Seulement en Italie, il y a environ 120 000 victimes de traite des humains avec un nombre estimé de clients de 3 000 000 personnes. Le chiffre d’affaires est égal à 90 millions d’Euros par an.

37% des personnes prostituées de rue ont entre 13 et 17 ans, donc des mineurs.

Dans le monde, cependant, on estime à 21 millions le nombre de personnes qui se prostituent. Parmi eux, 18% sont des hommes, 12% sont des enfants, 21% sont des filles.

Toutes les données déroutantes mais malheureusement véridiques.

La semaine dernière, nous voulions réfléchir sur une courte histoire avec une fin heureuse sur une victime de la traite nigériane. Comme nous l’avons répété, toutes les histoires ne se terminent pas heureusement. Souvent, les victimes sont sous l’influence de la drogue pour “essayer de résister” à toutes les horreurs avec lesquelles elles doivent vivre tous les jours.

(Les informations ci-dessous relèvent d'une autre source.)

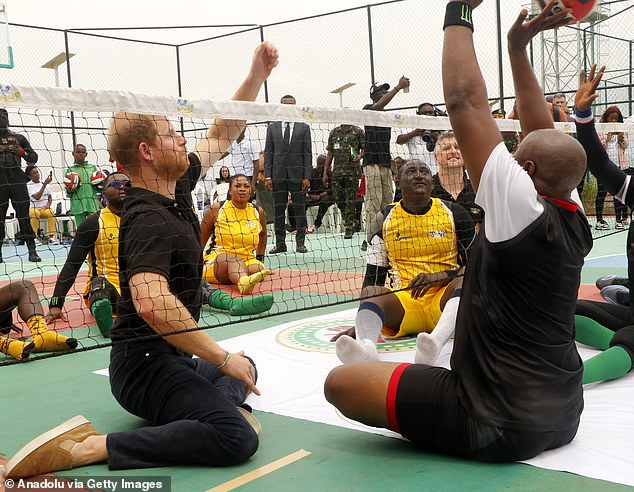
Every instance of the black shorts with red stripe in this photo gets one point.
(423, 405)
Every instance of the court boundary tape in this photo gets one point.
(260, 472)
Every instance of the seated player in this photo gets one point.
(237, 230)
(607, 326)
(22, 294)
(97, 239)
(515, 384)
(423, 242)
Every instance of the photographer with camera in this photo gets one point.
(420, 142)
(13, 148)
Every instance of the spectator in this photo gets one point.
(221, 193)
(13, 148)
(615, 144)
(263, 197)
(451, 183)
(420, 142)
(83, 200)
(511, 138)
(288, 167)
(376, 157)
(245, 156)
(41, 201)
(345, 148)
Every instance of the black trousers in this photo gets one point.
(13, 187)
(281, 189)
(190, 404)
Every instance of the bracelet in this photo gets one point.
(56, 302)
(458, 14)
(224, 362)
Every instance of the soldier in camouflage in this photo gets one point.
(345, 145)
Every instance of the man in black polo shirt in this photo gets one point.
(514, 388)
(376, 157)
(191, 403)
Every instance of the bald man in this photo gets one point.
(514, 387)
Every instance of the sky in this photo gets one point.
(82, 13)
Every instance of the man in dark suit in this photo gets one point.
(288, 168)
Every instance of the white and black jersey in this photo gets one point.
(514, 348)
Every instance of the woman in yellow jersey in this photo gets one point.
(237, 230)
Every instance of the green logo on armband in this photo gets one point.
(465, 14)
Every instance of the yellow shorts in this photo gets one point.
(210, 261)
(421, 314)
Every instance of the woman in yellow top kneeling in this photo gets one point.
(237, 230)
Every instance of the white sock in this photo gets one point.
(369, 322)
(351, 350)
(429, 345)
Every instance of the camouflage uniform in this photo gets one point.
(346, 142)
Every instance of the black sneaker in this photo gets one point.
(616, 294)
(611, 280)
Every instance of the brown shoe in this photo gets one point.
(51, 451)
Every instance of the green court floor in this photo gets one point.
(41, 394)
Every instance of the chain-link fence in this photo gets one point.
(376, 43)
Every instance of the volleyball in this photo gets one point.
(72, 182)
(580, 8)
(97, 178)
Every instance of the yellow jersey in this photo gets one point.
(236, 231)
(415, 244)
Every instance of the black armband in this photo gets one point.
(56, 302)
(458, 14)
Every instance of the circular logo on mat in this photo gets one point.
(314, 336)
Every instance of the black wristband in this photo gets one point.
(458, 14)
(56, 302)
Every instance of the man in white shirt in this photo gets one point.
(41, 200)
(246, 158)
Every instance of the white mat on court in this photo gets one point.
(291, 382)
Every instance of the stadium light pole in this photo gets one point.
(339, 90)
(54, 64)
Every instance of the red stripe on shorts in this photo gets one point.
(390, 399)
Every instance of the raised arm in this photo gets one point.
(607, 172)
(385, 100)
(532, 107)
(465, 91)
(223, 132)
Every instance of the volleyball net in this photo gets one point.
(55, 120)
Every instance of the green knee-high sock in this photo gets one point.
(102, 311)
(611, 364)
(251, 305)
(591, 333)
(240, 306)
(220, 300)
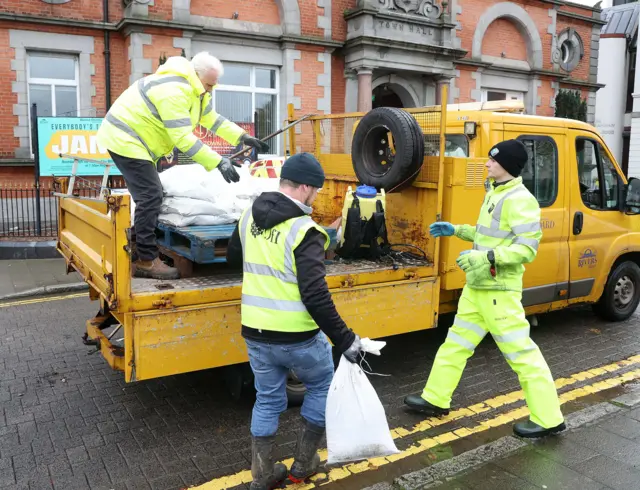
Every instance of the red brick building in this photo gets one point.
(74, 57)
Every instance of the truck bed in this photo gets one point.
(223, 279)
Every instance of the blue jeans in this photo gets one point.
(312, 363)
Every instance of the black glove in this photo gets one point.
(248, 140)
(354, 352)
(228, 172)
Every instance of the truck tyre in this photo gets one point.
(621, 294)
(374, 163)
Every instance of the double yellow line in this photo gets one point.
(42, 300)
(422, 445)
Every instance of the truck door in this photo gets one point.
(546, 278)
(595, 213)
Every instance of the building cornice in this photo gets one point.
(34, 19)
(584, 18)
(132, 24)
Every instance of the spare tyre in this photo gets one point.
(378, 162)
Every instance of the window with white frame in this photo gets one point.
(490, 95)
(248, 96)
(53, 83)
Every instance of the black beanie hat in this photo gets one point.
(303, 168)
(511, 155)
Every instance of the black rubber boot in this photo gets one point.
(416, 402)
(530, 430)
(266, 475)
(307, 459)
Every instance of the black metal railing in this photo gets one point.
(29, 212)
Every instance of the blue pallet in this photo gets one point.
(198, 243)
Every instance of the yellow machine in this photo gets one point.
(589, 253)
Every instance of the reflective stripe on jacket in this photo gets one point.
(270, 295)
(160, 112)
(509, 224)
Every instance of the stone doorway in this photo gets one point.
(385, 96)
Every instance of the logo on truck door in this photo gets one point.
(547, 224)
(588, 258)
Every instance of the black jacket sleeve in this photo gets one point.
(234, 249)
(309, 256)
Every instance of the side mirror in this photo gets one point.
(632, 197)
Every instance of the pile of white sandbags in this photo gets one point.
(194, 196)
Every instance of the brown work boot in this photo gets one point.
(155, 269)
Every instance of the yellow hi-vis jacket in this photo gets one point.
(160, 112)
(509, 224)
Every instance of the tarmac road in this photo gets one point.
(68, 421)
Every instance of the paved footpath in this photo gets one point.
(24, 278)
(599, 450)
(67, 421)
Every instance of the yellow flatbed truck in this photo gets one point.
(590, 250)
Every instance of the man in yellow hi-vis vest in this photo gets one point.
(286, 311)
(152, 117)
(506, 236)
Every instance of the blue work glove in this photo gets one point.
(249, 140)
(469, 260)
(441, 228)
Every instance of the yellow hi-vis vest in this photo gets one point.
(509, 224)
(160, 112)
(270, 296)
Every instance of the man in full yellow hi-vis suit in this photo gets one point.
(152, 117)
(506, 236)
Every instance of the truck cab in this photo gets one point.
(590, 246)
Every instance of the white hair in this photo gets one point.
(204, 62)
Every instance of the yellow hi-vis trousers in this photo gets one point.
(501, 314)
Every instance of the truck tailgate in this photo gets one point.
(90, 232)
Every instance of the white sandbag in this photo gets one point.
(199, 220)
(186, 206)
(188, 181)
(193, 181)
(356, 422)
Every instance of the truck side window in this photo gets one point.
(540, 175)
(598, 176)
(455, 145)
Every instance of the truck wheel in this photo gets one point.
(621, 294)
(378, 163)
(295, 390)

Voici deux exemples: l’histoire de Sasha et l’histoire de Jessica, deux filles orientales.

«Sasha est arrivée (situation encore plus unique que rare) encore vierge en Italie et elle aussi a été victime d’un pari de connaissances à qui elle avait perdu sa confiance. Sur la route de Massa, elle avoue à l’un de ses supérieurs sa virginité: elle ne peut pas commencer à travailler comme ça. La réponse que la fille presque certainement mineure obtient, est à peu près «résolvons-le immédiatement»: l’homme appelle deux autres «collègues» et ensemble ils se livrent à un viol; avec cette “aide” reçue, elle peut et doit donc commencer à travailler, comme toutes les autres filles “.

(https://www.globalist.it/news/2018/12/30/storia-di-maddalena-e-delle-ragazze-vittime-della-tratta-di-esseri-umani-2035537.html)

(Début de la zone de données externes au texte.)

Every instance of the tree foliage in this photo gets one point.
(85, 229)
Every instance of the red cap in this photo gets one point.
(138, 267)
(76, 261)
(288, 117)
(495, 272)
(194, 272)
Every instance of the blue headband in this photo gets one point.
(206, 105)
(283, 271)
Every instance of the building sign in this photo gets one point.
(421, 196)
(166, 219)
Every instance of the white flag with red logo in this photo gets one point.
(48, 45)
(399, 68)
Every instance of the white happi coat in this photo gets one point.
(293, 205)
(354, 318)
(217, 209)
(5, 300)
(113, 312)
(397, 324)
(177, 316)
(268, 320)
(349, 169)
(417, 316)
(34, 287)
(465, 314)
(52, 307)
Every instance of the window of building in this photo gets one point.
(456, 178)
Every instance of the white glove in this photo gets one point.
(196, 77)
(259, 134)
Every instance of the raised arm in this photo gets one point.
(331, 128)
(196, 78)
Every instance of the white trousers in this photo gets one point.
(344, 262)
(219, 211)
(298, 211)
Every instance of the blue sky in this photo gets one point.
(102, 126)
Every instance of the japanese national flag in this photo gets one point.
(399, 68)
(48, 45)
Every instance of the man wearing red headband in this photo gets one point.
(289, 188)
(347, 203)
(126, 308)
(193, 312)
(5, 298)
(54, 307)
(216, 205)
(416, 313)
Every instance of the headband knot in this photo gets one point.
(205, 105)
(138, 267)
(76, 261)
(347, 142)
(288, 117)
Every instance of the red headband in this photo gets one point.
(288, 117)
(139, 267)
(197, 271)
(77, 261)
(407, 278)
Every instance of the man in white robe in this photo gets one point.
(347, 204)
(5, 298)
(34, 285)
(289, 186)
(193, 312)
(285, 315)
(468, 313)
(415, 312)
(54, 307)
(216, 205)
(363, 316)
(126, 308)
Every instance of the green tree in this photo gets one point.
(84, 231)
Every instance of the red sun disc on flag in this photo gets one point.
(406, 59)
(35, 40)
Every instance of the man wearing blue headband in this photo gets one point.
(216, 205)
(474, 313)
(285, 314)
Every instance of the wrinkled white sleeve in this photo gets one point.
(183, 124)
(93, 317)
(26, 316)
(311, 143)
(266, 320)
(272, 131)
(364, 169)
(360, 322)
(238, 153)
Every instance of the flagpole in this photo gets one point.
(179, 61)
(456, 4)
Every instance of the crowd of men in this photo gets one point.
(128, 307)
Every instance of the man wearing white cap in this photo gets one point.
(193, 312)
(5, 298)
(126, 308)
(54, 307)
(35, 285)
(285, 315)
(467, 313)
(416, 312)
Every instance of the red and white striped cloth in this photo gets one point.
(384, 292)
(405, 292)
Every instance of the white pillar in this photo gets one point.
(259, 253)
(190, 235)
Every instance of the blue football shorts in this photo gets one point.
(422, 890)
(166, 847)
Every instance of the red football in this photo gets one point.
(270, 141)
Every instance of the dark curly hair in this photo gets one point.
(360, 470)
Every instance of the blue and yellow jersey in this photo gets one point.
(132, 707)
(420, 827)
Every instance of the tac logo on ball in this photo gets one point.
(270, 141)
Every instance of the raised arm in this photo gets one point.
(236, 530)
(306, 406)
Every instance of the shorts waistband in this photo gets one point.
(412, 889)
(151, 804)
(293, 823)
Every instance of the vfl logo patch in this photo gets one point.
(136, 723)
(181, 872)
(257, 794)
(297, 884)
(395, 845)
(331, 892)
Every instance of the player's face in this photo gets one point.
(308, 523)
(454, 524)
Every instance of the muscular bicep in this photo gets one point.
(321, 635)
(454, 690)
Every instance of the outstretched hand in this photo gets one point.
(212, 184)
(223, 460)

L’histoire de Jessica, arrivée en Italie pour rejoindre son petit ami, est également impressionnante. Elle a deux enfants et au moins un avortement derrière elle. Elle n’a pas vécu tout ça à l’hôpital mais dans la rue au son des coups de pied et des coups de poing infligés à son ventre. Tout cela, car pour ses «protecteurs», une grossesse représente un frein aux gains. Tous les clients ne veulent pas mentir avec une femme enceinte.

Souvent, nous ne nous souvenons pas que ces victimes ont perdu toute leur liberté et dignité et, en outre, elles ne connaissent pas les vraies affections familiales, y compris la joie de concevoir et d’élever un enfant avec sérénité.